We already have evidence that the DVLA has been compromised. In December 2006, thanks to the Freedom of Information legislation, it was learned that the DVLA database had been penetrated by private investigators employed by journalists on numerous occasions. The numbers might appear small in comparison to the total number of requests, but it still shows that the system is wide-open to compromise and exploitation. It is also reliably understood that criminal gangs have created companies for clamping or vehicle removal that give them access to DVLA information.
The potential for compromise is a very serious concern in itself. But this is redoubled by the way the DVLA generates such a high revenue stream from the system. It means that it is in the interest of the DVLA to service as many request as possible. Far from being incentivised to service only those requests it must, and to ensure they are legitimate, it is in the market as an information provider. This greatly increases the potential for compromise, with a call centre driven by call rates and answer targets.

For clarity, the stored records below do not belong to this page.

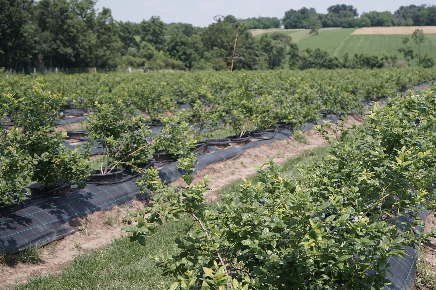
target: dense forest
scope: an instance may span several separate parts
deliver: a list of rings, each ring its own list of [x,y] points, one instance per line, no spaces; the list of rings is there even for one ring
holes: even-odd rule
[[[301,68],[302,62],[296,62],[304,57],[301,58],[290,37],[272,33],[256,39],[249,30],[281,26],[294,28],[314,25],[436,25],[434,6],[402,6],[394,14],[371,11],[360,18],[355,8],[344,4],[329,7],[326,14],[317,13],[313,8],[291,9],[282,20],[260,17],[238,20],[232,15],[218,15],[212,24],[199,27],[188,23],[165,23],[158,16],[140,23],[117,21],[110,9],[96,10],[95,3],[93,0],[0,0],[0,68],[25,69],[28,72],[34,67],[38,71],[47,67],[110,69],[129,67],[225,69],[232,62],[238,27],[236,57],[243,57],[244,61],[236,59],[235,69],[279,68],[287,57],[290,58],[291,67]],[[323,52],[302,52],[306,56],[311,53],[326,57]],[[359,60],[369,57],[360,56]],[[378,67],[390,57],[375,60],[373,57],[371,66]],[[335,60],[332,65],[346,67],[344,64],[350,60]]]

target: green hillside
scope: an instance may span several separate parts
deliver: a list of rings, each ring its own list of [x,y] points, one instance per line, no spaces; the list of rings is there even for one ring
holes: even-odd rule
[[[279,32],[290,34],[292,41],[296,43],[300,50],[307,47],[320,47],[326,50],[330,55],[340,58],[346,53],[352,55],[356,53],[363,53],[381,56],[383,53],[395,54],[399,60],[404,59],[398,49],[403,45],[402,35],[351,35],[356,28],[321,28],[319,34],[311,36],[309,30]],[[260,37],[257,35],[256,37]],[[411,41],[409,45],[414,52],[418,52],[418,45]],[[436,57],[436,34],[426,34],[425,40],[421,46],[421,53],[429,53]],[[416,59],[411,63],[412,66],[417,63]]]

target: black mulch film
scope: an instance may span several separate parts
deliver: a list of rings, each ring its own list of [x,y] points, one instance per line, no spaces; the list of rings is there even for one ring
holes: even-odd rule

The Government is aware that public knowledge of how often personal information leaves the DVLA to third parties has the potential to be politically damaging. When questioned in Parliament the Department of Transport's initial response was to deny that the DVLA collated how often it responded to requests. It took a Freedom of Information request to reveal the true extent of practice.
A year since that first parliamentary question there is at last some movement on why the law allows such free flow of personal data to private third parties. The Data Protection Act fails to stop private information about you being passed (or sold) on without your knowledge. A motion has now been raised with cross party support. It's a shame it has taken the so-called "Discgate" fiasco to make data and information security a concern. As I have argued frequently on Dizzy Thinks, it has been long overdue.
The bottom line is this though. At the DVLA the practice of information disclosure is open to simple and potentially widespread compromise. Every year millions of personal details flow outwards from the system. Has your data been disclosed? You cannot know without asking. Have all the request been legitimate and reasonable? The answer is unknown. The only thing we can be sure of is that in this case our privacy really does have a price.